You really can't go wrong with any of those.

I come from a .Net background and currently learning Ruby and Rails, and I'm impressed. Ruby is a very expressive language, not at all verbose, has good libraries and the community for the Ruby on Rails framework is impressive.

Before making the choice of what I wanted to learn myself, I spent a bit of time comparing the two and decided to go with Ruby.

Is it easy to go from Phyton to PHP? and from Phyton to Java?
Not really, they're pretty diferents languages. What you really need is to develop the logic for programming, that's what's important!
got it, thanks!
Consensus is: python/ruby, the "P" in LAMP (Heh. actually, the P" was perl or php). These 3 (including perl) let you absorb language syntax quickly so you can start learning the disciplines of coding:

- OO and basic FP techniques

- composition, delegation vs. inheritance

- test-driven, mock/stub dependencies, what are your edge and corner cases?

- benchmark, profile, optimize where needed,

(stuff like that)

Python is currently Very Popular. I'm not a fan, but the popularity does give you access to lots of docs and help.

I would suggest C# is a good language for starting on Windows. It's popular, widely supported, and doggone easy to write GUI applications.

If you are working on Linux, Perl is good. It's almost everywhere, and can get everything done that isn't hard-real-time. It's also optimized for text processing.

The traditional route for ground-up understanding is C or C++. Those force you to deal up-front with a lot of low-level machine issues that only come up later in other languages.

If you are looking for the pure abstract programming language without worrying about usability, Scheme is likely your best bet.

Each of those languages provokes strong responses for and against. When choosing a language for a project, it is a engineering decision based on the tradeoffs.

As mentioned, Python or Ruby/Rails are your best bets; if you wanted to do something a bit more unusual, you might consider a functional language like Haskell (as functional languages are an up-and-coming development paradigm)...
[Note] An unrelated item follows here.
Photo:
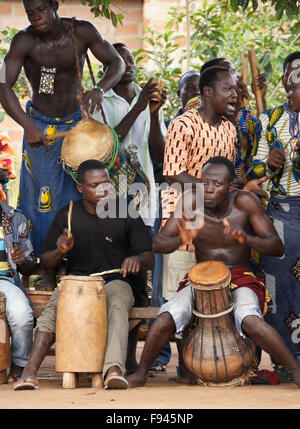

Check out Real World Haskell: http://book.realworldhaskell.org/read/

As a first programming language, I wouldn't consider Haskell, plus the Real World Haskell book could use a lot more polishing.

If you are seriously in it for the long hall, gentrysherrill's advice of learning a functional language is a probably a good choice, but it shouldn't be Haskell. Scheme or Common Lisp is a better choice.

Get Conrad Barski's new book Land of Lisp. Go through it first, then consider checking out the Little Schemer or How to Design Programs (version 2).